The election was initially set to take place in 2022, but was delayed by the COVID-19 pandemic and the absence of an electoral authority for the region. The elections were then rescheduled to May of this year, when they were to be held simultaneously with the nationwide mid-term polls.
However, the government was forced to delay the election by another five months after the Supreme Court ruled in September of last year that Sulu province would be excluded from BARMM. The court ruled that its inclusion in the BARMM was unconstitutional as most of its residents voted against joining the region in the plebiscite. This then necessitated “adjustments in the region’s parliamentary structure,” as PhilStar Global reported in February. As a result, only 73 of the 80 parliamentary seats will be up for election in October. According to Comelec, around 100 individual candidates and seven regional parliamentary political parties have registered to participate in the election.
Assuming that there are no further delays, the BARMM elections “shall be held and synchronized with the 2028 national elections and every three years thereafter.”

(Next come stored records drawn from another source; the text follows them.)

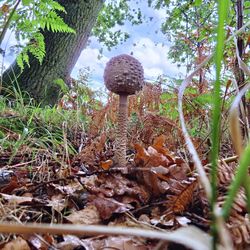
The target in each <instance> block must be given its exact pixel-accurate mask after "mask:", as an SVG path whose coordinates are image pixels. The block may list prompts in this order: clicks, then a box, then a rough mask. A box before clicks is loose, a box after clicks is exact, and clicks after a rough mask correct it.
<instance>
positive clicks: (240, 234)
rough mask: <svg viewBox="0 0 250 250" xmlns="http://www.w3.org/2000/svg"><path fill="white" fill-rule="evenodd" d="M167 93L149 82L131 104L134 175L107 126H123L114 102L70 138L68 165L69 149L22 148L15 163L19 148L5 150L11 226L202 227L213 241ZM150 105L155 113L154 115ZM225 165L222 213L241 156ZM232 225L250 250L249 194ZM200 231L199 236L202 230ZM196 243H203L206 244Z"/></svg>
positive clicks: (207, 210)
mask: <svg viewBox="0 0 250 250" xmlns="http://www.w3.org/2000/svg"><path fill="white" fill-rule="evenodd" d="M159 91H161V90H160V89H159V87H158V89H155V88H153V87H150V85H146V87H145V90H144V91H143V94H142V97H141V98H139V99H136V97H134V96H132V98H131V101H130V103H129V114H130V115H132V114H136V116H137V119H136V120H133V121H130V123H129V133H128V150H127V165H126V168H127V174H123V173H124V172H122V171H121V168H120V166H117V165H116V164H115V162H114V160H113V157H114V150H115V148H114V138H115V136H114V128H113V127H108V126H107V125H106V122H105V121H107V120H108V121H111V122H112V123H115V122H116V117H115V116H114V111H115V110H116V108H115V107H116V103H117V99H116V97H114V96H113V95H110V97H109V101H108V104H107V106H105V107H103V109H100V110H99V111H98V110H96V111H95V112H93V113H92V118H93V119H92V123H90V126H89V130H88V132H84V133H83V131H82V130H81V129H80V128H78V129H76V130H75V133H76V134H75V135H72V134H70V135H69V136H70V138H69V139H71V140H73V141H71V142H72V145H74V147H75V148H76V150H77V151H78V153H76V154H69V158H68V159H67V157H66V156H65V152H64V153H63V152H62V151H60V152H55V151H53V150H51V149H49V148H48V149H46V150H45V149H38V150H36V153H35V154H34V153H33V148H32V147H29V146H28V145H22V146H21V147H20V148H19V149H18V151H17V153H16V154H15V155H14V156H12V153H11V150H1V152H0V167H1V175H0V197H1V198H0V214H1V222H8V223H14V222H15V223H23V224H25V223H28V222H35V223H52V224H57V223H58V224H65V225H67V224H71V225H79V224H80V225H106V226H107V227H109V226H122V227H129V228H142V229H150V230H156V231H159V232H176V233H178V232H179V231H178V230H179V229H185V228H189V226H190V225H193V226H196V227H197V228H200V229H202V230H203V232H204V234H205V233H209V230H210V222H211V218H210V214H209V203H208V200H207V198H206V195H205V191H204V189H203V188H202V187H201V185H200V183H199V175H198V174H197V173H196V171H195V170H194V164H193V162H192V161H191V160H190V156H189V155H187V153H185V150H184V149H183V148H184V144H185V143H184V139H183V136H182V134H181V130H180V128H179V126H178V122H177V121H176V120H170V119H167V118H166V117H164V116H161V115H159V113H157V112H156V111H157V110H158V109H159V106H160V102H159V100H160V98H155V97H156V96H158V95H159ZM153 97H154V98H153ZM149 99H152V100H153V102H154V103H153V102H149V101H148V100H149ZM131 103H132V104H131ZM145 106H147V107H148V110H150V112H145V111H144V109H143V107H145ZM141 124H143V126H141ZM7 132H8V134H9V135H10V134H12V135H14V134H15V132H12V131H11V130H8V131H7ZM77 134H78V135H77ZM79 137H80V140H78V139H79ZM13 140H18V137H13ZM194 141H195V139H194ZM196 143H197V144H199V142H196ZM204 147H205V146H204ZM203 152H205V148H203V147H200V148H199V151H198V153H199V154H200V155H201V156H202V157H203V159H204V161H203V163H204V164H203V165H204V169H205V171H206V173H207V175H208V174H209V172H210V165H209V164H207V162H208V160H207V156H204V153H203ZM232 155H233V153H232ZM11 157H12V161H11V162H9V159H10V158H11ZM218 167H219V172H218V183H219V198H218V202H219V204H221V206H222V205H223V202H224V197H225V195H226V193H227V190H228V186H229V185H230V183H231V180H232V179H233V176H234V173H235V171H236V167H237V158H233V160H227V159H225V160H222V161H220V164H219V165H218ZM226 226H227V229H228V230H229V231H230V234H231V237H232V239H233V242H234V244H235V247H236V249H247V247H249V244H250V224H249V218H248V217H247V209H246V197H245V193H244V190H243V189H241V190H240V192H239V193H238V195H237V198H236V200H235V202H234V205H233V208H232V212H231V215H230V217H229V219H228V220H227V221H226ZM190 230H191V231H192V229H190ZM191 231H190V232H191ZM185 233H186V232H185ZM195 233H196V237H198V235H199V233H198V232H196V231H195ZM181 235H182V234H181ZM181 237H184V236H181ZM194 237H195V236H194ZM184 238H185V237H184ZM184 238H183V241H184ZM195 240H197V244H199V243H198V242H199V239H195ZM183 244H184V242H183ZM201 244H202V243H201ZM201 246H202V245H201ZM0 247H1V248H2V249H78V248H79V249H81V247H82V248H83V249H104V248H109V249H142V250H144V249H177V247H180V244H177V243H173V242H171V241H168V242H166V241H159V240H154V239H147V238H143V237H141V236H129V235H119V236H115V235H110V236H108V235H104V234H103V235H102V234H100V235H98V236H93V235H92V234H88V233H82V235H81V236H79V235H72V234H63V235H53V234H49V233H47V234H33V235H22V234H20V235H13V234H2V235H1V245H0ZM196 249H198V248H196ZM200 249H202V248H200ZM203 249H206V248H203Z"/></svg>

The parliamentary election will be an important test of the political accord, and will likely set the tone for whatever parliament emerges from the election.
In a report last year, the International Crisis Group lauded the 2014 accord between Manila and MILF as “one of the few examples of a negotiated peace anywhere in the world over the last ten years.” Nonetheless, the situation remained fragile across much of the state, where “conflict is surging, in the form of feuds among clans and political rivals, but also rebel infighting, particularly in central Mindanao.” It added, “Although confined to pockets of the island, the recurrent skirmishes cast a shadow over the delicate transition.”